Na und, das sollte trotzdem für einen Sieg der Willinger reichen. Die Sander Spieler freuten sich auch gar nicht so sehr über dieses Tor. Auch sie hatten dieses Spiel scheinbar schon als Niederlage abgehakt. „Leute, jetzt einfach nur Fußball spielen“, rief SCW-Trainer Dardan Kodra zur Beruhigung seinen Spielern zu. Sie versuchten den Ball in den eigenen Reihen zu halten. Noch einen Freistoß fast von der Außenlinie in Höhe des Willinger Sechzehners, dann haben die Upländer ihren dritten Saisonsieg eingefahren. Der Ball wird auf den kurzen Pfosten geschossen. Alle 22 Spieler sind im Strafraum, es wird dort unübersichtlich, was dann aber zu sehen ist: der Ball liegt im Willinger Tor (90+3).

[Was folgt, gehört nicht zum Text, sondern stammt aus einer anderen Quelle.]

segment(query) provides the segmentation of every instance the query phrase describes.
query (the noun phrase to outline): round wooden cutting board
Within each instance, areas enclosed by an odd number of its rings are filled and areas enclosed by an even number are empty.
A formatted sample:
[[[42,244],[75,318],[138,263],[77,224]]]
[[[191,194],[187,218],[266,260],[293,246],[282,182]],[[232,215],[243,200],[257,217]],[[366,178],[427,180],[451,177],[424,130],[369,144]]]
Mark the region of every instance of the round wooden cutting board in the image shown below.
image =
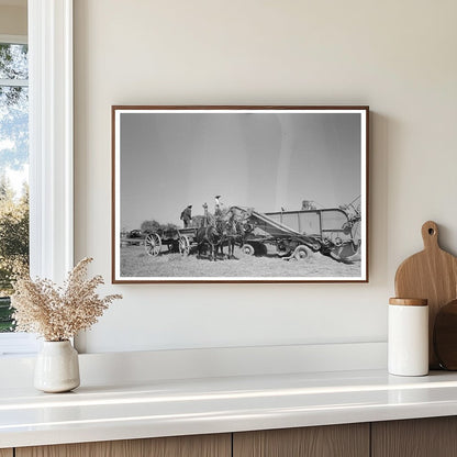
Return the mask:
[[[433,348],[433,328],[439,309],[457,298],[457,258],[438,244],[438,226],[428,221],[422,225],[424,250],[406,258],[395,275],[395,296],[428,300],[428,356],[430,368],[439,368]]]

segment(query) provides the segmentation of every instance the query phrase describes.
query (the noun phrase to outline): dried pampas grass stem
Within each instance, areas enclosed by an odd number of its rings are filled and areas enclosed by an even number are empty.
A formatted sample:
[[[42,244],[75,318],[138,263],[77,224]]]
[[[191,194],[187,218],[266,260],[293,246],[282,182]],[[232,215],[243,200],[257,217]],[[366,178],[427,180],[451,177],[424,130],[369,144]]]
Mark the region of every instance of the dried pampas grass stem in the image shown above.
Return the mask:
[[[103,283],[101,276],[87,279],[92,258],[83,258],[68,274],[64,287],[48,279],[19,278],[11,297],[16,332],[37,333],[49,342],[62,342],[89,328],[120,294],[101,298],[96,292]]]

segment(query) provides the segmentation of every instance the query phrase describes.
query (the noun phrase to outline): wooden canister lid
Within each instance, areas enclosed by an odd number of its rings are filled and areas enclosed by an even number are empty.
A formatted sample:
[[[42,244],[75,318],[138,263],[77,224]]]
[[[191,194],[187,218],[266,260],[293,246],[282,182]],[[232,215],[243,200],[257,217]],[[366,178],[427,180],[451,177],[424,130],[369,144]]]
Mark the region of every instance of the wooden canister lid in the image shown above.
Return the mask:
[[[389,299],[389,304],[399,304],[401,306],[426,306],[427,303],[427,299]]]

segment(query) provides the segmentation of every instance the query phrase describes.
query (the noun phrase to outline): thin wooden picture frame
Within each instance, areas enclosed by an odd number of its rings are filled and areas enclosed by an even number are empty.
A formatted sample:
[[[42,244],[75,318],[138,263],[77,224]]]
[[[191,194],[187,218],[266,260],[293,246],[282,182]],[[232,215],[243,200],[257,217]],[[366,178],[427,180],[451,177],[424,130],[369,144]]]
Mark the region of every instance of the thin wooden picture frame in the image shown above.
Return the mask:
[[[369,107],[111,118],[113,283],[368,282]]]

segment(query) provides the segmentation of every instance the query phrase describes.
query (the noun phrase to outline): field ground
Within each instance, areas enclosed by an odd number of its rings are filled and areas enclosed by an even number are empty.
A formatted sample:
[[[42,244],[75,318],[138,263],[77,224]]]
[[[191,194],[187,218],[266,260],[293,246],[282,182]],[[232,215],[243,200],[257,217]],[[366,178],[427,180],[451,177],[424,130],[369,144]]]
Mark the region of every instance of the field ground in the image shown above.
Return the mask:
[[[225,248],[226,252],[226,248]],[[302,260],[283,260],[276,255],[247,256],[236,247],[236,259],[197,258],[192,252],[188,257],[179,253],[163,253],[151,257],[143,246],[121,247],[122,277],[359,277],[360,261],[347,265],[319,253],[310,253]]]

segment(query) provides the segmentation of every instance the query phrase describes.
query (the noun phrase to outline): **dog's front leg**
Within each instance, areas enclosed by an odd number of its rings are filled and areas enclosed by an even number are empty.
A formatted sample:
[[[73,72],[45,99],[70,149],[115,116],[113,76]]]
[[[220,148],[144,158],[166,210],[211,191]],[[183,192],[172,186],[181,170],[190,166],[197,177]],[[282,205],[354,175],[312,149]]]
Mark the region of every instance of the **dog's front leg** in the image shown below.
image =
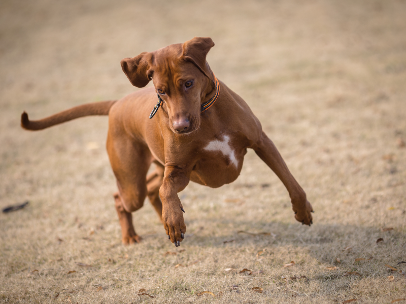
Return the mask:
[[[183,190],[189,183],[190,172],[177,166],[166,164],[163,182],[159,189],[162,200],[162,220],[171,241],[176,247],[180,246],[186,226],[183,220],[183,206],[178,193]]]
[[[289,171],[276,147],[262,132],[261,137],[253,147],[257,155],[278,176],[289,192],[292,202],[295,218],[299,222],[310,225],[313,223],[311,212],[313,212],[306,194]]]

Die Sander Kicker sagen später, es sei ein Eigentor gewesen, für den Schiedsrichter war Laurin Unzicker der Torschütze, der einige Willinger Spieler zu Boden fallen ließ und die bestimmt schon freudigere Niederlagen erlebt haben als dieses Unentschieden.

Die Männer von Dardan Kodra brauchten den Dreier unbedingt und der SSV Sand hat vieles dafür getan, dass das auch gelingt. Ihr Spielertrainer Tobias Oliev konnte sich nicht einmal über diesen unerwarteten Punkt freuen, denn „wir waren heute so schlecht“.

Fynn Butterweck hatte mit einem „Tor des Monats“ das 1:0 (28.) erzielt. Er zog aus 25 Metern ab und der Ball schlug im linken Torwinkel ein. Tom Michell Samson (40.) glich zum 1:1 aus. Beim 2:1 durch Butterweck (46.) wurde der Ball von Leon Winkelheide abgefälscht.

Nach einem Angriff über links stand Müller sträflich frei, er bekam an der Strafraumkante den Querpass, nahm den Ball an. „Seppel jetzt ganz ruhig bleiben, riefen Stimmen von der eigenen Bank. Und Seppel blieb ganz ruhig, schoss den Ball überlegt in die untere linke Ecke. 3:1 (81).

Doch dabei blieb es letztendlich nicht. Eine schwache SSV-Elf holte noch einen Punkt.